Did you ask for reduced hours before or after your colleague who wants to bring the kids to the beach asked?

Do you all do the same sort of work?


----------



## moneygrower (25 Jan 2010)

That does sound unfair. Maybe the mother's are being accommodated as the employers fears being seen to discriminate if they don't? 
Or perhaps the company has a policy of accommodating parents and the policy doesn't extend to other situations?


----------



## maryt (25 Jan 2010)

I have been asking for reduced hours for the past two years.  And no, there is no policy here with regards to parents etc. - it was a 'decision' that they made.  We all do relatively the same work, i.e. we could all cover for each other, albeit one girl works in a different part of the building (the one taking all July/August off).  They are bringing another 'part-timer' (two half days and one full day) in to help with the workload so that she 'crosses over' our working hours e.g she'll cover for girl going off early (taking kids to beach).  I have been told that I'm the 'back-bone' of the company, I know the ins & outs of everything here and I run things well.  Great commendation I know, but it hasn't done me any good in the long run. So why would they bother to reduce my hours when I'm a good worker?  They don't have to by law but then again they didn't have to agree to reduced working hours for the others either but they did.  I could hand my notice in but jobs are scarce out there or maybe I could say that I'm under stress and need to take time off which I'd hate to do in all conscience.  Right now I'm just upset.  I think it's so unfair.  I seem to have less lawful rights than a parent has.


----------



## Purple (25 Jan 2010)

It is very unfair and discriminatory to have a policy of accommodating parents like that. Do they get paid less because they have kids?
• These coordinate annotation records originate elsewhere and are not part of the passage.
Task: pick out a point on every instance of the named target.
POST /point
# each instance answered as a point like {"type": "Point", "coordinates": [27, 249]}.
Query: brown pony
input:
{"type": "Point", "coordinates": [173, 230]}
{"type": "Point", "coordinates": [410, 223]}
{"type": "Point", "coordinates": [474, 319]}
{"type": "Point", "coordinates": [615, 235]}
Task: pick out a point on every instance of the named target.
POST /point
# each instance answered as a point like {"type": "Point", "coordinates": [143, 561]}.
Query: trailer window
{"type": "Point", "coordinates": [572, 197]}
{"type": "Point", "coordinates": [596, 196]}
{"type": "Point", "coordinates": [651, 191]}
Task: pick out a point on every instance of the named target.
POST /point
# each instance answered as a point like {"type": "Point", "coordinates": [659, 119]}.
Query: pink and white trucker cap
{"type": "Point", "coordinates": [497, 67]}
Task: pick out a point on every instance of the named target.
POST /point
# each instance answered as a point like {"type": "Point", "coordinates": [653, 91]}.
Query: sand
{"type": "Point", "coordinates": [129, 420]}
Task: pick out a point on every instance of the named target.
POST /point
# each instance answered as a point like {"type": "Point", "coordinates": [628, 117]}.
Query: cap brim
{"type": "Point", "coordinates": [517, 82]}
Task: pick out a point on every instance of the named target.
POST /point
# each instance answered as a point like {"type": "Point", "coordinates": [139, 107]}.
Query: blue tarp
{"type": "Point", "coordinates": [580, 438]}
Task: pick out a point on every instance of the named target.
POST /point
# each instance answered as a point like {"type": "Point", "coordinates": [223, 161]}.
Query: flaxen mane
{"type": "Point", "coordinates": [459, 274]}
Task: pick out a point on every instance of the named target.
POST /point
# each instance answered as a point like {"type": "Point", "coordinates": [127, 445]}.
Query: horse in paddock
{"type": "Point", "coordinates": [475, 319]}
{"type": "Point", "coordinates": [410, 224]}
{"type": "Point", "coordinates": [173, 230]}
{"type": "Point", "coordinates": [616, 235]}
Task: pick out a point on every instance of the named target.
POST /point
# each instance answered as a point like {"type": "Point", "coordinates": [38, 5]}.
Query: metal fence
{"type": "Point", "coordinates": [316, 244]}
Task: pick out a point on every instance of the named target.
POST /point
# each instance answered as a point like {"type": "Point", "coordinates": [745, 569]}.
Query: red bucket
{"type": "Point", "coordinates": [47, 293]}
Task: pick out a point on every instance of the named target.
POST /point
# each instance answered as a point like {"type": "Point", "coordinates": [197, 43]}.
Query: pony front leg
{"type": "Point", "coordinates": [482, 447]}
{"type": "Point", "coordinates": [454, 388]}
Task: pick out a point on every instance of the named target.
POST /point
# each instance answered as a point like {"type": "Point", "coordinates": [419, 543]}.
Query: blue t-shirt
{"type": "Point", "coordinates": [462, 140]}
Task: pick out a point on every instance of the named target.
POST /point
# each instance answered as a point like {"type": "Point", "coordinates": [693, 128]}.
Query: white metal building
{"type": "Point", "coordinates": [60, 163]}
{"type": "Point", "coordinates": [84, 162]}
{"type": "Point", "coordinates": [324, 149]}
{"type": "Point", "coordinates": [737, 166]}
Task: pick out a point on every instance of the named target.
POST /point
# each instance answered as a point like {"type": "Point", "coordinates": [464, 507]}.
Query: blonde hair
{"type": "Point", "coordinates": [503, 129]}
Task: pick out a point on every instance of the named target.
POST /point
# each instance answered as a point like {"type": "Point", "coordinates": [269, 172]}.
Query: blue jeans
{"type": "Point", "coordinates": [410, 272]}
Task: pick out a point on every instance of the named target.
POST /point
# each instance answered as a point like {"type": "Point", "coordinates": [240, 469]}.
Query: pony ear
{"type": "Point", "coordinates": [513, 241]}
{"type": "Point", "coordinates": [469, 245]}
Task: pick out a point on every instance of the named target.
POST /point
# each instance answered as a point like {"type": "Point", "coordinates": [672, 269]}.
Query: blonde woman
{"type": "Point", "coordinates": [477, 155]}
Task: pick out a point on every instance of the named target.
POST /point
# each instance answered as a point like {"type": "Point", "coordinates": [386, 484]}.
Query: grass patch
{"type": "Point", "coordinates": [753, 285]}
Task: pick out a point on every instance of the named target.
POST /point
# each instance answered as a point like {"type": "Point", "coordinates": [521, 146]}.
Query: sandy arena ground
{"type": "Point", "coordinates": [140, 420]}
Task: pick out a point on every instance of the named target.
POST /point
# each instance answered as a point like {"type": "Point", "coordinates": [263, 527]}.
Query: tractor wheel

If you're that important then make sure you are getting paid accordingly, you can't live on pats on the back.


----------



## Eblana (25 Jan 2010)

Is it possibly because you want the time off to work for someone else albeit for your husband?  I know where I work we are not permitted to take reduced hours/leave of abscence to work for anywhere else.

Also could your colleagues possibly be taking unpaid parental leave, I think it is 70 days for each child, which they are legally entitled to up until each child reaches the age of 8.


----------



## onq (25 Jan 2010)

If you had asked asked for compassionate leave on health grounds - as opposed to working for your husband [I'm assuming you disclosed this] - you might have received it.

If you explain your grievances to management you might be able to work out some kind of deal in recognition of the unquestioned loyalty you've shown.

But be wary of shooting yourself in the foot - the first thing they might suggest is training in your replacement since you "know everything".

Then they'll reslise you're not indispensible after all, and where do you go then.

Why does your husband's business need your input BTW?

Is is time to jump ship and sail solely with him?


ONQ.


----------



## maryt (26 Jan 2010)

Thanks for all your replys.  The girl who's taking off July/August - her youngest is thirteen and yes, she is taking this unpaid (her wages are broken down over 52 weeks).  And you're both right.  I should never have said I needed reduced hours because I needed some time to work for my husband.  (He's not long in business and was doing the books himself and at the moment cannot afford to pay someone else to come in and do them).  I should have asked for compassionate leave on health grounds (does eyestrain from the computer count?) and of course, nobody is indispensible, not even me.  This new part-timer will hopefully be a brilliant and maybe then they'll let me have reduced hours.  The girl who wants to go off early (kids/beach etc) - I've no problem with that.  She's a good worker and she's always willing to cover me for me when needed.  We can't afford for me to jump ship entirely right now, not until my husband's business gets up and running which will take another year and half.  And I love my job so much I never wanted to leave entirely to work for my husband.  I just wanted to cut down my hours so that I could help him out too.  I guess I'm stuck.  I'll have to wait to train in this new girl and approach them then again.  Maybe the next time on compassionate grounds.


----------



## huskerdu (26 Jan 2010)

Purple said:


> It is very unfair and discriminatory to have a policy of accommodating parents like that. Do they get paid less because they have kids?
> 
> If you're that important then make sure you are getting paid accordingly, you can't live on pats on the back.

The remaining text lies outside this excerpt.